Holographic Surface Enabled Integrated Sensing and Communications

TL;DR

Holographic surfaces using reconfigurable holographic surfaces (RHSs) offer a cost-effective, energy-efficient solution for integrated sensing and communications in 6G, enabling flexible beamforming under practical hardware constraints.

Contribution

This paper provides a comprehensive tutorial on HISAC, introducing holographic beamforming with RHSs and presenting optimization frameworks, system implementations, and experimental results.

Findings

HISAC enhances joint communication and sensing capabilities.

Holographic beamforming with RHSs is feasible under hardware constraints.

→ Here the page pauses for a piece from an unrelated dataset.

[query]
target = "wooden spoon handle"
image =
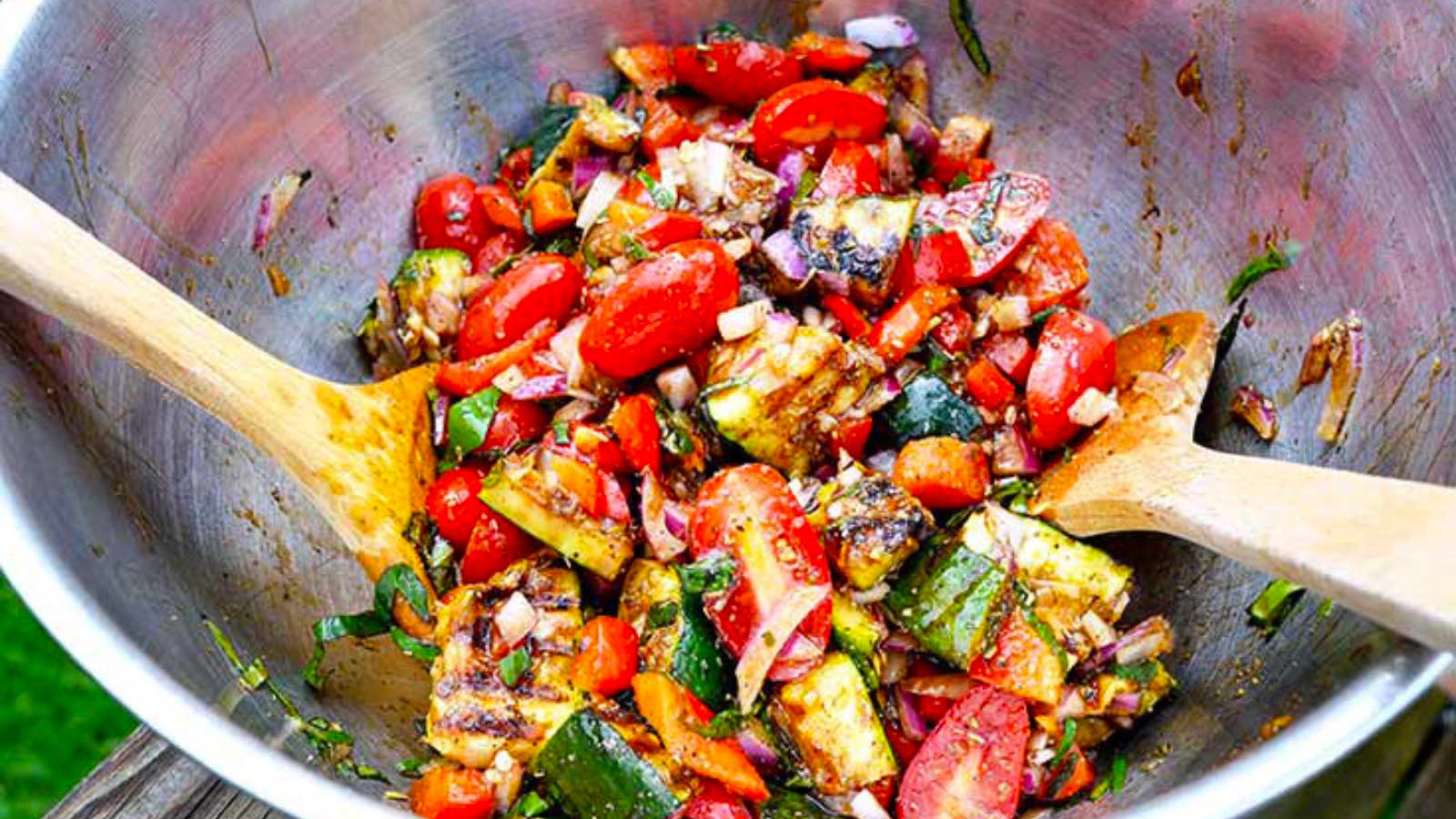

Experimental results demonstrate the effectiveness of HISAC implementations.

Abstract

Integrated sensing and communications (ISAC) is an essential 6G capability for joint data transmission and environmental sensing. To support 6G scenarios with stringent ISAC performance requirements, existing massive-MIMO-based systems are expected to scale toward ultra-massive MIMO. However, this scaling incurs prohibitive cost and power consumption when realized using widely adopted phased arrays with complex phase shifters and feeding networks. Recently, holographic integrated sensing and communications (HISAC) has emerged as a promising paradigm to address this issue. It employs reconfigurable holographic surfaces (RHSs), a type of leaky-wave antenna, as a cost- and energy-efficient implementation of ultra-massive MIMO-based ISAC, and offers enhanced flexibility for ISAC beam synthesis through holographic beamforming. In this paper, we provide a comprehensive tutorial on HISAC, focusing on how RHS-enabled holographic beamforming can be exploited to jointly support communication and sensing under practical hardware constraints. We first introduce the fundamentals of RHSs and discuss the unique leakage power constraint of holographic beamforming. We then present a general optimization framework for HISAC and show how HISAC enhances joint communication and sensing, sensing-assisted communication, and communication-assisted sensing. We further present HISAC system implementations and experimental results. Finally, we outline promising research directions for HISAC, highlighting the potential of HISAC in advancing efficient, flexible, and high-performance ISAC networks.